Ben Gazzara's long stage and screen career has included a love affair with a good smoke.
Mervyn Rothstein
From the Print Edition:
Bill Cosby, Autumn 94

(continued from page 1)

So he has come up with a strategy. "I smoke these small cigars because sometimes I can fool restaurateurs and patrons into thinking they're cigarettes. The small cigars don't seem as obtrusive. People don't seem as annoyed as when they see those big stogies.'' The strategy works sometimes. "But sometimes I get caught. There's always someone in the room who doesn't appreciate the good things in life and thinks he or she can live forever." When he is asked to extinguish the cigar he is polite and quietly does so.
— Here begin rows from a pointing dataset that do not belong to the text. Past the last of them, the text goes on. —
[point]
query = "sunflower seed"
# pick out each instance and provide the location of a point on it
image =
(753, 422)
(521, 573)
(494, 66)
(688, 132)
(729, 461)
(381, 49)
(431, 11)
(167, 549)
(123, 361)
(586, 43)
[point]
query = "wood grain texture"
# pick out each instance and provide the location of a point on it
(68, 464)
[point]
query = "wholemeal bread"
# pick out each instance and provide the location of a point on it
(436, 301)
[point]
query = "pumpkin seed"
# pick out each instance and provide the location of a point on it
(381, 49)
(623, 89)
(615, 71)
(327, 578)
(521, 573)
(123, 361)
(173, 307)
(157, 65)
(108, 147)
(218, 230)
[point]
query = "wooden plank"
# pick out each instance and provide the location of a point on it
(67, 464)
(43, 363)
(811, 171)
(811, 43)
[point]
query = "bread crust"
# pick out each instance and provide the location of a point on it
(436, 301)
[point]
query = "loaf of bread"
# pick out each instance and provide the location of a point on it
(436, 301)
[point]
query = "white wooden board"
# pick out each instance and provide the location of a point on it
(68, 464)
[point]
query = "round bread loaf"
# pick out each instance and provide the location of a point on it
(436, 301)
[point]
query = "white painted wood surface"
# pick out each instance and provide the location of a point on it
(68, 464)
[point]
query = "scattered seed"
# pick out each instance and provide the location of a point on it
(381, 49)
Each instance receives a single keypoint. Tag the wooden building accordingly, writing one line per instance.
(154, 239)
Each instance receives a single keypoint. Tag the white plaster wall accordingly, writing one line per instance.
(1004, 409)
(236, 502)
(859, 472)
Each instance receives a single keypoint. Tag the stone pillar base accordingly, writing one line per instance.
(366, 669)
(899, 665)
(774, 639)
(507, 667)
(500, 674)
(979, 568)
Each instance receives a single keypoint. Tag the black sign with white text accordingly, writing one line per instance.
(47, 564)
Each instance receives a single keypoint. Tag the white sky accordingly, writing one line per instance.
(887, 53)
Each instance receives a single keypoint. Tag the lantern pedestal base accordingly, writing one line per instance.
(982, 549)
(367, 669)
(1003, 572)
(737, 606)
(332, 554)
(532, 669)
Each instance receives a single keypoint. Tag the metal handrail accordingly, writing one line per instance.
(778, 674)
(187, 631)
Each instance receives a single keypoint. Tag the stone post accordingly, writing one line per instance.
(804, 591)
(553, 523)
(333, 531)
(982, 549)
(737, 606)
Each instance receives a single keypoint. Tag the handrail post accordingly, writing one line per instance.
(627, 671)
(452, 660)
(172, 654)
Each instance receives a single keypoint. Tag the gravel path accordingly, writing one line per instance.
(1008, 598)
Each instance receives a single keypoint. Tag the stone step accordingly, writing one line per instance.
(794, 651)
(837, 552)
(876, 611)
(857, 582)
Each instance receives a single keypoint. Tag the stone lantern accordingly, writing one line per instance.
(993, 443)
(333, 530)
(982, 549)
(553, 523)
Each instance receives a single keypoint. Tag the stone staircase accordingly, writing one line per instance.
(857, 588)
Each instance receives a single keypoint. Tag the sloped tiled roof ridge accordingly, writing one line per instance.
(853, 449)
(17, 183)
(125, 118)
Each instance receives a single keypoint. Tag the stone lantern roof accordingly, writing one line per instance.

"I'm smoking a small Royal Jamaica, which I got at the American Hotel in Sag Harbor, one of the civilized places in the world. They allow you to smoke cigars of any kind during dinner in any room. But except for a few other places--Elaine's, Le Cirque--restaurants are denying us the pleasure of having a cigar after dinner.''

At most restaurants, men are more often the complainers. "Women usually are nice,'' he says. "The cigar reminds them of when their fathers smoked. Most of the time the women say they love the smell of cigars.''

Gazzara and his wife of 13 years, Elke Stuckmann Gazzara ("my third and last marriage''), have an apartment on the Upper East Side of Manhattan, a home in Sag Harbor, New York, and a villa in Italy, where he lives about half the year and where he has made many movies in the past decade. "They're the kind of movies the Italians love, but that don't travel. You go where they love you.''

He says he smokes freely at home "unlike some guys, whose wives won't allow them. But I have to be honest. When my wife and I first were romancing, there would never be a comment about the cigar. Now I sometimes see her making a face and waving the smoke away. I sense the beginning of something, that there's going to be a complaint. But there haven't been any so far.''

Gazzara also enjoys a drink with his cigar. "I have returned after some years to the pleasure of a Martini before dinner. I think it's the greatest drink ever invented. Of course, you shouldn't drink too many of them.''

He also enjoys good wine with dinner. His Italian villa is in Umbria, about halfway between Florence and Rome--south of the medieval city of Todi, "which was once voted the most livable city in the world,'' in the region that includes Perugia, Orvieto and Spoleto. He is particularly partial to Umbrian wine. "The basis of Umbrian wine is the Sangiovese grape,'' he says, "which is very mellow, like a Merlot. Among the reds, Rubesco is particularly good. So is the Sangiovese wine itself. And there are many labels that you don't see [in the United States].''

Tuscan wines catch Gazzara's eye as well. "Last night at the American Hotel, which has a wine list par excellence that includes $1,400 bottles, I found a $25 bottle of Montepulciano 1990 that was superb.'' He also likes French white wines. "Italian whites are lightweight,'' he opines. "French whites have much more body. And of course French Bordeaux is exquisite, if you want to sit down to dinner and spend $400 on a bottle of wine.''

Despite all his years of success, Gazzara still finds a bit of amazement in the fact that he, the scion of a working-class family, can sit these days and talk about $1,400 wines. He was born a mere 45 blocks from where he is sitting, but it might as well have been a universe away.

His first home was a cold-water flat on East 29th Street between First and Second avenues. His parents, Antonio and Angela Gazzara, were Sicilian immigrants, and Ben spoke Italian before he learned English. His baptismal name was Biago Anthony, but from an early age he was always Ben. His father, who died when Ben was a child, was a roofer and carpenter.